A caça cooperativa envolvendo indivíduos de diferentes espécies é rara, mas não é incomum, de acordo com Pierotti e Fogg, nem exige que nenhum dos participantes se subordine ao outro. Em vez disso, muitas vezes parece envolver a fuga da presa escondida e colocá-la em uma armadilha – ou as mandíbulas da outra – e o uso de uma linguagem separada ou conjunto de sinais. Pierotti e Fogg usam exemplos de caça entre espécies para colocar a colaboração de lobos e humanos no contexto.

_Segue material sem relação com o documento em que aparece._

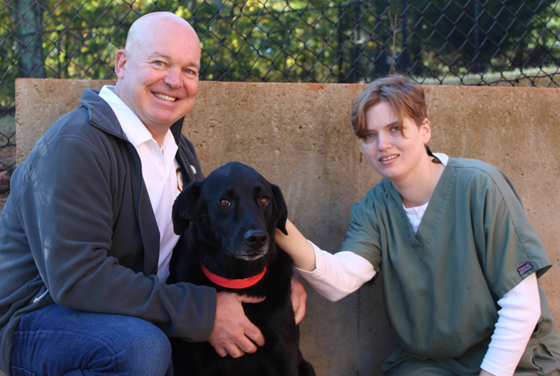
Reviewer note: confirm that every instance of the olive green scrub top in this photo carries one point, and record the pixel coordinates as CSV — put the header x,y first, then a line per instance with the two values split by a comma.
x,y
473,245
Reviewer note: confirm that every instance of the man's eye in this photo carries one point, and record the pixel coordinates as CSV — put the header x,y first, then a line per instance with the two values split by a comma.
x,y
263,201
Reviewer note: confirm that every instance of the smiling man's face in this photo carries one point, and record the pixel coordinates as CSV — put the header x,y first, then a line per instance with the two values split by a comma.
x,y
158,71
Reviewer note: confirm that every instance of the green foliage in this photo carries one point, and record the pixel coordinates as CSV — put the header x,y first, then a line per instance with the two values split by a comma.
x,y
290,40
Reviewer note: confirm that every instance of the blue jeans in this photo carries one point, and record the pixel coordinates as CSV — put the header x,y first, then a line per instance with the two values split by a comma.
x,y
60,341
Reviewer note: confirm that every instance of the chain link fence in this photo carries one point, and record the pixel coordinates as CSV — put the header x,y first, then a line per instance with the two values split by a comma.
x,y
463,42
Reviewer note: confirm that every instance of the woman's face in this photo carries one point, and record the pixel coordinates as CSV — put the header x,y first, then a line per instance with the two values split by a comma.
x,y
391,154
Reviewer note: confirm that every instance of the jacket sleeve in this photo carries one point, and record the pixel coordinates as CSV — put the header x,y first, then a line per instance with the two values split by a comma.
x,y
64,200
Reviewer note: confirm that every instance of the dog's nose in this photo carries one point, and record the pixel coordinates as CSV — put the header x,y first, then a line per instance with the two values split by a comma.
x,y
256,238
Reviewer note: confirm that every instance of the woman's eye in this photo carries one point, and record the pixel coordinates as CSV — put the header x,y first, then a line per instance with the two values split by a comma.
x,y
263,201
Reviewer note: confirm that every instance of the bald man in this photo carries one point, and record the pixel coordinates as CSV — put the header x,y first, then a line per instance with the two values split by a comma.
x,y
86,236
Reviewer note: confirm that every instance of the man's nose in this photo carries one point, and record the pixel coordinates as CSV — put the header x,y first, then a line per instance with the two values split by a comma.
x,y
383,142
174,78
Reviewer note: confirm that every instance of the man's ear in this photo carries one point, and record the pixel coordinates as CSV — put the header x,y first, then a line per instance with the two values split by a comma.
x,y
120,63
280,209
184,207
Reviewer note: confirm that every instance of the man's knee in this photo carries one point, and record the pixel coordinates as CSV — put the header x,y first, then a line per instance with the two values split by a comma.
x,y
63,340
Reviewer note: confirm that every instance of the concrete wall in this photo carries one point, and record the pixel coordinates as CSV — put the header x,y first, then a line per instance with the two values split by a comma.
x,y
299,137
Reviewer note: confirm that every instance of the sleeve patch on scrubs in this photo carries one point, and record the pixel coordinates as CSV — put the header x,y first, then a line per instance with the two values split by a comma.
x,y
525,268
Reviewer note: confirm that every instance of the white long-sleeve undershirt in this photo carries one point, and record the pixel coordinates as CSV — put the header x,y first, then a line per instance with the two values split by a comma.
x,y
338,275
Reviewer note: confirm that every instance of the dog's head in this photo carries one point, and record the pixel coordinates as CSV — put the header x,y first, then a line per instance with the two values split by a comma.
x,y
234,209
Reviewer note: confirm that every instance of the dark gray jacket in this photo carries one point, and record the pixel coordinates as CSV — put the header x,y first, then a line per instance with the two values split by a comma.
x,y
79,222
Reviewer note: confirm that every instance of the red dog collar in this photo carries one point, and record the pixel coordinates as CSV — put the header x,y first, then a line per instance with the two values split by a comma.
x,y
233,283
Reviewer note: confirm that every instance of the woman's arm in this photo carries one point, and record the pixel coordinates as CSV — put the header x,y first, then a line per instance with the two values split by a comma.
x,y
517,319
332,276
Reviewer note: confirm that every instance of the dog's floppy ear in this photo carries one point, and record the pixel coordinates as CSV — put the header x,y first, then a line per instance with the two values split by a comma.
x,y
281,210
184,207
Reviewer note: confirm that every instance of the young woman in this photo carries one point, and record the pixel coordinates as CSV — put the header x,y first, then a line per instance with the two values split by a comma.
x,y
460,258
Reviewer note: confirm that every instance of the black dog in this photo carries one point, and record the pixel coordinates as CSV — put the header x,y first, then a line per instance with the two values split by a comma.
x,y
234,214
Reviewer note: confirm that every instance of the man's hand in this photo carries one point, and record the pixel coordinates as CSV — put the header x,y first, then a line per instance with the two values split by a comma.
x,y
233,333
299,296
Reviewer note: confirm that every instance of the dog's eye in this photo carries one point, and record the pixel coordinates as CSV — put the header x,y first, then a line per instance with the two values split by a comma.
x,y
263,201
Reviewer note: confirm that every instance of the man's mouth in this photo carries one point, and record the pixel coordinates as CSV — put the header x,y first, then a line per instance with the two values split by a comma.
x,y
165,97
388,158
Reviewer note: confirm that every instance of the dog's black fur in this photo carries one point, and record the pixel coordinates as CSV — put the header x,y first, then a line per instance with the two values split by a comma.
x,y
233,215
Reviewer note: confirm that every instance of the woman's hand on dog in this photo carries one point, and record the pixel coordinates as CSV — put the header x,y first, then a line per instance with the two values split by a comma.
x,y
233,333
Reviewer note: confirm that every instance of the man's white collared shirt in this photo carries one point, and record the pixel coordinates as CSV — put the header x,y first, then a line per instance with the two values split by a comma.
x,y
158,170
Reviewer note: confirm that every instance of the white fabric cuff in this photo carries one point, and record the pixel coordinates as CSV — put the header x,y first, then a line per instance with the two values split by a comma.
x,y
336,276
521,310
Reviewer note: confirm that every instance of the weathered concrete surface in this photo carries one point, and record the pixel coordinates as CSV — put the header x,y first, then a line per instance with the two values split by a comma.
x,y
299,137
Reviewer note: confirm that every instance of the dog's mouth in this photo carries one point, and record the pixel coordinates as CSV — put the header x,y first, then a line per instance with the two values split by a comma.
x,y
251,257
248,254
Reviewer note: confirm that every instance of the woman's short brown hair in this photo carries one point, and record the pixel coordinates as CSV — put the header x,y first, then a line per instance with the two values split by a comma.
x,y
404,95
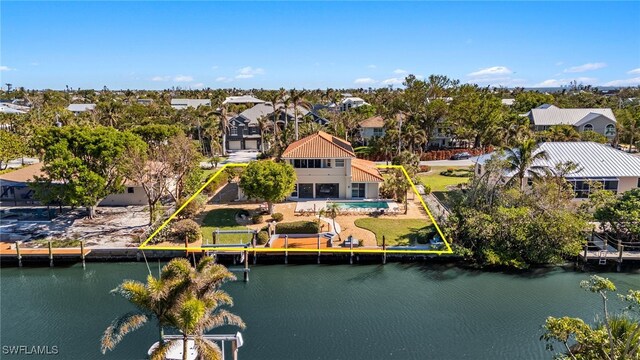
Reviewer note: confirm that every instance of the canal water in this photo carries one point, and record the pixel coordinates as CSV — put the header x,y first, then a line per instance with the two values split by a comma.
x,y
396,311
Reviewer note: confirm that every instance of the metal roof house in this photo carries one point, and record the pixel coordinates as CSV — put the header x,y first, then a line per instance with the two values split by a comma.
x,y
180,104
616,170
599,120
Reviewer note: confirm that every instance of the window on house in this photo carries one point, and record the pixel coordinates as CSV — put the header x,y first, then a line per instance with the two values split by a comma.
x,y
358,190
610,130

Uma contribuição importante de Pierotti e Fogg reside em seu exame das formas pelas quais os povos indígenas em todo o mundo se relacionam com cães e lobos. Embora contrário à sua alegação, eles não são os primeiros a usar esse material, eles fornecem uma pesquisa abrangente que vai da Europa, passando pela Sibéria e Ásia Central, ao Japão e América do Norte, com uma visita à Austrália para ver como os aborígines pessoas incorporaram dingoes em suas vidas e Dream Time. Eles discutem culturas que não distinguem entre lobos e cães. “O padrão consistente dentro de todas essas histórias indígenas”, escrevem eles, “é que a relação entre lobo e humano foi baseada no respeito e cooperação, especialmente na caça, implicando uma aliança complexa e interessante com os organismos a que nos referimos hoje. cães. ”

Mark Derr

Fonte: Mark Derr

Pierotti e Fogg dedicam um espaço considerável a uma revisão do estado atual dos lobos e híbridos de lobos, concentrando-se em quantas pessoas, mesmo entre os especialistas, têm dificuldade em distinguir entre lobos, híbridos de lobos e raças de cães que se parecem com lobos. Eles refutam as alegações de que os lobos são mais agressivos que os cães em relação às pessoas. Examinando o argumento de que séculos de perseguição tornaram os lobos selvagens desconfiados dos humanos, Pierotti e Fogg mostram que, mesmo que isso seja verdade, alguns lobos continuam tendo pena dos bípedes nus e abençoando aqueles que o receberiam com sua amizade. Isso não significa que todos devam procurar um híbrido de lobo ou lobo sociável, mas sugere que reconhecemos que eles estão ao nosso redor.

Nota: Para mais informações sobre The First Domestication e uma entrevista com Pierotti e Fogg, veja o blog de Marc Bekoff.